Many shared in the blame. For decades, engineers had warned that the levees and canals in New Orleans could fail, but little was done to strengthen them. Environmentalists had complained of the overdevelopment and erosion of the coastal marshes and wetlands whose vegetation sponged up excess water, but their warnings, too, had been mostly ignored. Officials in New Orleans had neglected to devise an evacuation plan for those without cars; worse, one-sixth of the police force abandoned the city before the storm struck. Mayor C. Ray Nagin inexplicably took refuge in the twenty-seven-story Hyatt; when he ventured down the stairs—the elevators ceased working when power failed—his statements were emotional and confused. In Washington, FEMA director Michael Brown was so worried about making a mistake that he failed to do much at all—the worse mistake possible. Bush erred in publicly complimenting the beleaguered FEMA director: “Brownie, you’re doing a heck of a job,” a statement so obviously at variance with public perception that it became an instant joke. Within a week Brown was demoted; soon afterward he resigned.
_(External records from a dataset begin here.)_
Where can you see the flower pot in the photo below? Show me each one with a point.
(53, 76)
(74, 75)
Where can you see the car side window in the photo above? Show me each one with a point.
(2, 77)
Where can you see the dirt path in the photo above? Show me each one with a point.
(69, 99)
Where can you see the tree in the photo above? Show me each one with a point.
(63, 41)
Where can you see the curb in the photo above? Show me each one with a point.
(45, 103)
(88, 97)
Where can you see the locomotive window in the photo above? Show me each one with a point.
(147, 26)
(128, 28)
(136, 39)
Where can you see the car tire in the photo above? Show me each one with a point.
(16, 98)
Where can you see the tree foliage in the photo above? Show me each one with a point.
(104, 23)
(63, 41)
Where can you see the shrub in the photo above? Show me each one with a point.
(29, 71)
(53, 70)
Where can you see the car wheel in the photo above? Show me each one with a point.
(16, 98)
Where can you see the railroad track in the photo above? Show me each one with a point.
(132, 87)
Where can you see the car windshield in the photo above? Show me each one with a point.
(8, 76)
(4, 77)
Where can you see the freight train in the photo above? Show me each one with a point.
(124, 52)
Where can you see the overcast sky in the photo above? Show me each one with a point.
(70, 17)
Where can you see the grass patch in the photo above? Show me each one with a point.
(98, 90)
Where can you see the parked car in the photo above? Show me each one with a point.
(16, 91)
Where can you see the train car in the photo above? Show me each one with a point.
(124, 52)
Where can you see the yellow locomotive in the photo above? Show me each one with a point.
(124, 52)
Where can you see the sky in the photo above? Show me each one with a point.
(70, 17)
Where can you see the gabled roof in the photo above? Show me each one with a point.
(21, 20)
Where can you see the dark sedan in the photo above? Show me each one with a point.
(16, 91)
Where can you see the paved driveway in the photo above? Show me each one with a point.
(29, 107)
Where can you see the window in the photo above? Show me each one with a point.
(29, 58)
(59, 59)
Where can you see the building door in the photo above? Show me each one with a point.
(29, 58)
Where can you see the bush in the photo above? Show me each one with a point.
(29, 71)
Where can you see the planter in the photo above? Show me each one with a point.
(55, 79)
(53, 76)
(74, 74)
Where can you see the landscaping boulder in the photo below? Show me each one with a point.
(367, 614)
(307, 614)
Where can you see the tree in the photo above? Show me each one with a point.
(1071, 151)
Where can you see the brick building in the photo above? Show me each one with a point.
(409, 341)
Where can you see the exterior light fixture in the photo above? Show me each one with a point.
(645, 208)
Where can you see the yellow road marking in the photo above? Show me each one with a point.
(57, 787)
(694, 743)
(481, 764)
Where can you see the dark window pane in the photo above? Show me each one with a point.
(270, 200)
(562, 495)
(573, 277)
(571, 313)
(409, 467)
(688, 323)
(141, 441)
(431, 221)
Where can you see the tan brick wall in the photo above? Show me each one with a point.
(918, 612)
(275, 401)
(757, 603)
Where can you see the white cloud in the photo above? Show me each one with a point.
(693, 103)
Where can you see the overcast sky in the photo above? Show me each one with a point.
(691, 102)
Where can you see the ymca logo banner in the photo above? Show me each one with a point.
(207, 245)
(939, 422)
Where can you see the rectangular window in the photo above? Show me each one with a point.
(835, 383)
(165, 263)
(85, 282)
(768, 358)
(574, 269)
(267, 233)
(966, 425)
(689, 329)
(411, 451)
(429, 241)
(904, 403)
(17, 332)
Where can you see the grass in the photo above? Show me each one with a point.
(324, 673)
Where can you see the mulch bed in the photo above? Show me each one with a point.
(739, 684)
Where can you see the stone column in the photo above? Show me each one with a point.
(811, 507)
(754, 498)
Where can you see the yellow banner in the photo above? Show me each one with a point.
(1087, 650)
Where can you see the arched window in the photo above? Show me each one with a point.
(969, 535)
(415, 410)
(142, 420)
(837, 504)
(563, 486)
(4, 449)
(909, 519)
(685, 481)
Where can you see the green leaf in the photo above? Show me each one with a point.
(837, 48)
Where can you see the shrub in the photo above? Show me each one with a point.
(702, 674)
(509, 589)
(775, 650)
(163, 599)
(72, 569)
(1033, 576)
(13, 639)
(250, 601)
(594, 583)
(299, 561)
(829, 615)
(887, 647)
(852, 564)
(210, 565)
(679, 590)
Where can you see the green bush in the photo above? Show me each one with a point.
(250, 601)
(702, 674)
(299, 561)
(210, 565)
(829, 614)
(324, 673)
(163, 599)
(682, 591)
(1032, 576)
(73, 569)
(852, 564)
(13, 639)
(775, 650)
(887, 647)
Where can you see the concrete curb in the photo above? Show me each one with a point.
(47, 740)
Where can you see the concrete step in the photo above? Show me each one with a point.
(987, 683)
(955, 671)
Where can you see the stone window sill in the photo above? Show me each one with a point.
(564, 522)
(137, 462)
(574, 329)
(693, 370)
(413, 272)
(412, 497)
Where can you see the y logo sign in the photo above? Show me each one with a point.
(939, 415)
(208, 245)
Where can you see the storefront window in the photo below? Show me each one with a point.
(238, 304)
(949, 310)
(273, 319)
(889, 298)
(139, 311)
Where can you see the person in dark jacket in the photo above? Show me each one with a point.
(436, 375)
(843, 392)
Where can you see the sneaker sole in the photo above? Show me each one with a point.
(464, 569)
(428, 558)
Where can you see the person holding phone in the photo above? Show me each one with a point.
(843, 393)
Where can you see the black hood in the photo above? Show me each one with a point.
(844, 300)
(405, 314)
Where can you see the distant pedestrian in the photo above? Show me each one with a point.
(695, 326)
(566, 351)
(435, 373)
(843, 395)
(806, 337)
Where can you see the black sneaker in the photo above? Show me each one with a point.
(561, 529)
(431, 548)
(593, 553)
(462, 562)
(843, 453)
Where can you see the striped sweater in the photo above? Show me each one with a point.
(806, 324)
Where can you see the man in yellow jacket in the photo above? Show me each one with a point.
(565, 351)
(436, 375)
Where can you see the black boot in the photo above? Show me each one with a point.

Katrina was not the worst natural disaster in the nation’s history. In 1900 a hurricane destroyed Galveston, then the largest city in Texas, killing
10,000. In 1906 an earthquake hit San Francisco, ignited hundreds of fires that burned 500 blocks of the city, and killed 700—a larger proportion of the population than perished in Katrina. But apart from Katrina’s terrible human toll, the hurricane pointed up the nation’s vulnerability. If Homeland Security could not get buses or water to New Orleans in a timely fashion, how could it protect the nation from determined terrorists or respond effectively should they mount another attack?